Beyond its direct impact on both the United Kingdom (UK) and the European Union (EU), BREXIT has numerous implications for the entire OSCE region. Recent events in the U.S. Congress and European Parliament suggest that parliamentarians believe the impact could range from a weakened EU stance on human rights, to a stronger transatlantic alliance on economic matters, to little or no change in current U.S., EU, and OSCE security relationships.
Over the past few weeks, British Members of Parliament (MPs) have begun to engage in the arduous task of considering legislation to disentangle the UK from the EU.
What the Legislation Does
The legislation, called the European Union (Withdrawal) Bill, would repeal the 1972 European Communities Act, which brought the UK into the EU. Adoption of the withdrawal bill would allow EU law to be transposed into UK law to ensure continued consistency with EU rules and regulations on matters ranging from trade to workers’ rights following BREXIT.
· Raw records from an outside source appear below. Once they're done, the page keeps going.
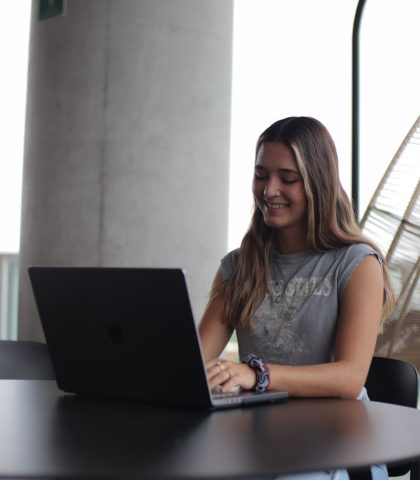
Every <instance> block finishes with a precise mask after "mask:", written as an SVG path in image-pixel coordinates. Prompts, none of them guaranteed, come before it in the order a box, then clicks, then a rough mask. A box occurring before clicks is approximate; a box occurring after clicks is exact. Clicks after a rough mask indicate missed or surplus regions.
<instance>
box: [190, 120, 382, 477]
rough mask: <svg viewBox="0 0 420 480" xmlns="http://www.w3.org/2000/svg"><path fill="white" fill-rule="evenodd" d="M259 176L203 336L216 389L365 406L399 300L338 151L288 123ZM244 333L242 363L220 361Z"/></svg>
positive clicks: (328, 140) (211, 383)
mask: <svg viewBox="0 0 420 480" xmlns="http://www.w3.org/2000/svg"><path fill="white" fill-rule="evenodd" d="M254 170H255V174H254V180H253V187H252V188H253V194H254V200H255V208H254V213H253V216H252V221H251V225H250V228H249V230H248V232H247V233H246V235H245V236H244V238H243V240H242V243H241V246H240V248H239V249H238V250H234V251H233V252H230V253H229V254H228V255H226V257H224V258H223V259H222V262H221V266H220V268H219V270H218V272H217V274H216V277H215V280H214V283H213V288H212V292H211V296H210V301H209V303H208V305H207V308H206V311H205V312H204V316H203V318H202V321H201V323H200V327H199V330H200V337H201V341H202V347H203V351H204V355H205V358H206V362H207V371H208V376H209V381H210V386H211V388H218V389H220V390H222V391H228V390H230V389H232V388H234V387H241V388H245V389H257V390H264V389H267V388H270V389H275V390H287V391H288V392H289V394H290V395H291V396H310V397H314V396H320V397H328V396H334V397H348V398H365V393H364V392H365V391H364V382H365V380H366V376H367V372H368V369H369V366H370V362H371V359H372V355H373V352H374V347H375V342H376V337H377V333H378V329H379V327H380V323H381V318H383V317H384V316H385V315H386V314H387V312H389V311H390V309H391V308H392V291H391V287H390V282H389V277H388V273H387V269H386V266H385V265H384V262H383V259H382V256H381V255H380V253H379V252H378V250H377V248H376V247H375V245H374V244H373V243H372V242H370V241H369V240H368V239H366V238H365V237H363V236H362V234H361V232H360V229H359V227H358V225H357V223H356V220H355V218H354V214H353V209H352V206H351V203H350V201H349V199H348V197H347V195H346V193H345V191H344V189H343V187H342V186H341V184H340V180H339V175H338V160H337V153H336V149H335V146H334V142H333V140H332V138H331V136H330V134H329V133H328V131H327V129H326V128H325V127H324V126H323V125H322V124H321V123H320V122H319V121H317V120H315V119H313V118H308V117H290V118H286V119H283V120H280V121H278V122H275V123H274V124H273V125H271V126H270V127H269V128H268V129H267V130H265V131H264V132H263V133H262V134H261V136H260V137H259V139H258V142H257V147H256V160H255V169H254ZM234 330H235V331H236V334H237V339H238V345H239V357H240V362H238V363H237V362H232V361H228V360H225V359H222V358H221V357H220V355H221V354H222V352H223V350H224V348H225V346H226V344H227V342H228V341H229V339H230V337H231V335H232V333H233V331H234ZM376 470H378V471H379V474H378V472H375V478H386V471H385V469H378V468H377V469H376ZM335 475H336V476H337V472H335ZM378 475H379V476H378ZM310 478H315V477H314V476H311V477H310ZM328 478H329V477H328ZM340 478H344V477H340Z"/></svg>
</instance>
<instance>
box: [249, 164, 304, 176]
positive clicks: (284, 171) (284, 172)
mask: <svg viewBox="0 0 420 480" xmlns="http://www.w3.org/2000/svg"><path fill="white" fill-rule="evenodd" d="M255 170H266V168H265V167H264V166H263V165H255ZM277 171H278V172H279V173H294V174H295V175H299V176H300V173H299V172H298V171H297V170H295V169H293V168H278V169H277Z"/></svg>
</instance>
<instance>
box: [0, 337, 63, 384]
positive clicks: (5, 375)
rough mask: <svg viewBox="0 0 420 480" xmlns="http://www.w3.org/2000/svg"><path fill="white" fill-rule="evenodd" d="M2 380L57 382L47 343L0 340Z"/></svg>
mask: <svg viewBox="0 0 420 480" xmlns="http://www.w3.org/2000/svg"><path fill="white" fill-rule="evenodd" d="M0 378H1V379H9V380H55V375H54V372H53V369H52V366H51V361H50V356H49V353H48V348H47V345H46V344H45V343H40V342H28V341H20V340H0Z"/></svg>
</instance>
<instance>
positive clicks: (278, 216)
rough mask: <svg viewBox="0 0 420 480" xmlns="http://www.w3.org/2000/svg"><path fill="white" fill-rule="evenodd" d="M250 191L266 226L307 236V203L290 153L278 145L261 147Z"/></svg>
mask: <svg viewBox="0 0 420 480" xmlns="http://www.w3.org/2000/svg"><path fill="white" fill-rule="evenodd" d="M252 191H253V194H254V198H255V201H256V203H257V206H258V208H259V209H260V210H261V212H262V214H263V217H264V222H265V223H266V225H268V226H269V227H272V228H276V229H279V230H282V231H283V230H284V231H287V229H293V230H296V231H298V232H300V231H302V232H306V229H307V199H306V194H305V190H304V185H303V180H302V177H301V176H300V173H299V171H298V169H297V166H296V162H295V160H294V158H293V155H292V152H291V150H290V149H289V148H288V147H287V146H286V145H284V144H283V143H279V142H266V143H263V144H262V145H261V147H260V149H259V150H258V153H257V158H256V161H255V172H254V181H253V184H252Z"/></svg>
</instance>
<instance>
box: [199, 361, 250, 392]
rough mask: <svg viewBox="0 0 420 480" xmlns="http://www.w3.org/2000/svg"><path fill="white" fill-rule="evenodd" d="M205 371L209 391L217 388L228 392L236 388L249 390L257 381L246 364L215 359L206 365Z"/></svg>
mask: <svg viewBox="0 0 420 480" xmlns="http://www.w3.org/2000/svg"><path fill="white" fill-rule="evenodd" d="M206 369H207V377H208V379H209V384H210V389H211V390H213V389H215V388H219V389H220V390H221V391H222V392H228V391H229V390H232V389H233V388H236V387H240V388H243V389H245V390H251V389H252V388H254V386H255V382H256V381H257V378H256V375H255V372H254V370H253V369H252V368H251V367H249V366H248V365H247V364H246V363H236V362H231V361H229V360H225V359H223V358H215V359H213V360H210V362H208V363H207V365H206Z"/></svg>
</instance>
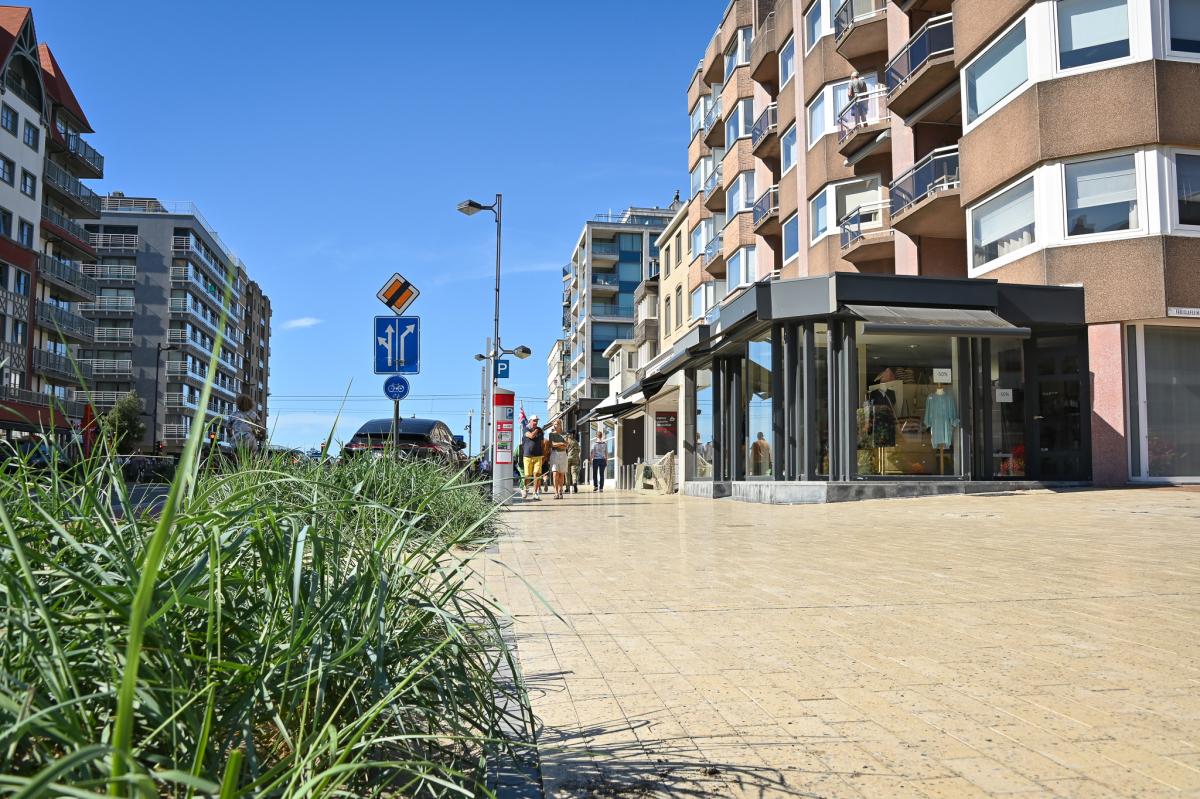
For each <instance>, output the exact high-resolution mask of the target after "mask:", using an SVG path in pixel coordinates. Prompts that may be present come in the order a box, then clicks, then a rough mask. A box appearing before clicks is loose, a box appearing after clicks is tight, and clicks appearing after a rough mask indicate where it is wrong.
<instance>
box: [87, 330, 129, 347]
mask: <svg viewBox="0 0 1200 799" xmlns="http://www.w3.org/2000/svg"><path fill="white" fill-rule="evenodd" d="M95 342H96V343H97V344H132V343H133V328H96V336H95Z"/></svg>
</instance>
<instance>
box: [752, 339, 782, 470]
mask: <svg viewBox="0 0 1200 799" xmlns="http://www.w3.org/2000/svg"><path fill="white" fill-rule="evenodd" d="M745 397H746V405H748V408H746V420H748V423H746V427H745V432H746V444H745V446H746V480H773V479H774V475H775V473H774V465H773V461H774V449H773V447H774V446H775V438H774V432H773V425H774V420H773V417H772V411H773V407H772V403H773V397H772V346H770V331H767V332H764V334H762V335H760V336H756V337H755V338H752V340H750V342H749V343H748V346H746V359H745Z"/></svg>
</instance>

In addition, the bill would also empower Ministers and other government officials to make changes to UK law without the approval of Parliament in special cases, with the goal of streamlining bureaucratic processes.
Ideally, the bill would be adopted before March 2019 when the UK is scheduled to leave the EU.
However, numerous complications surround passage of the bill. First, parliamentarians are considering the bill even though a deal has yet to be finalized for the UK to leave the EU. Talks between the UK and the EU set for December continue to focus on how much the UK is obligated to pay the EU upon departure; the new legal status of EU citizens currently living and working in the UK, and vice versa; and trade and regulatory borders, in particular with Northern Ireland.
Currently, it appears that border concerns with Ireland may have been resolved, costs may amount to close to 40 billion pounds, rights for EU and UK citizens will be preserved, and that the UK will also continue to be under the jurisdiction of the European Court of Justice… all of which should be officially determined during talks next week.
Other issues also impact passage of the bill. Parliamentarians are currently legislating without “BREXIT impact assessments” – information they say they need to forecast how BREXIT may impact a variety of sectors from industrial to finance.
Some MPs object to the legislation because empowering Ministers to make changes without the approval of Parliament could circumvent the standard checks-and-balances process, leading to weak legislation. Other MPs want to ensure European Court of Justice and some other rules will still apply to the UK during the years it is expected it may take to transpose and/or write new laws to take the place of +20,000 EU laws, regulations, and other legal instruments that would otherwise cease to exist following BREXIT.
While many of these issues remain in question until a final agreement can be reached, ultimately UK MPs have the final vote on the UK’s withdrawal from EU. As such, parliamentary perspectives on BREXIT continue to be front and center.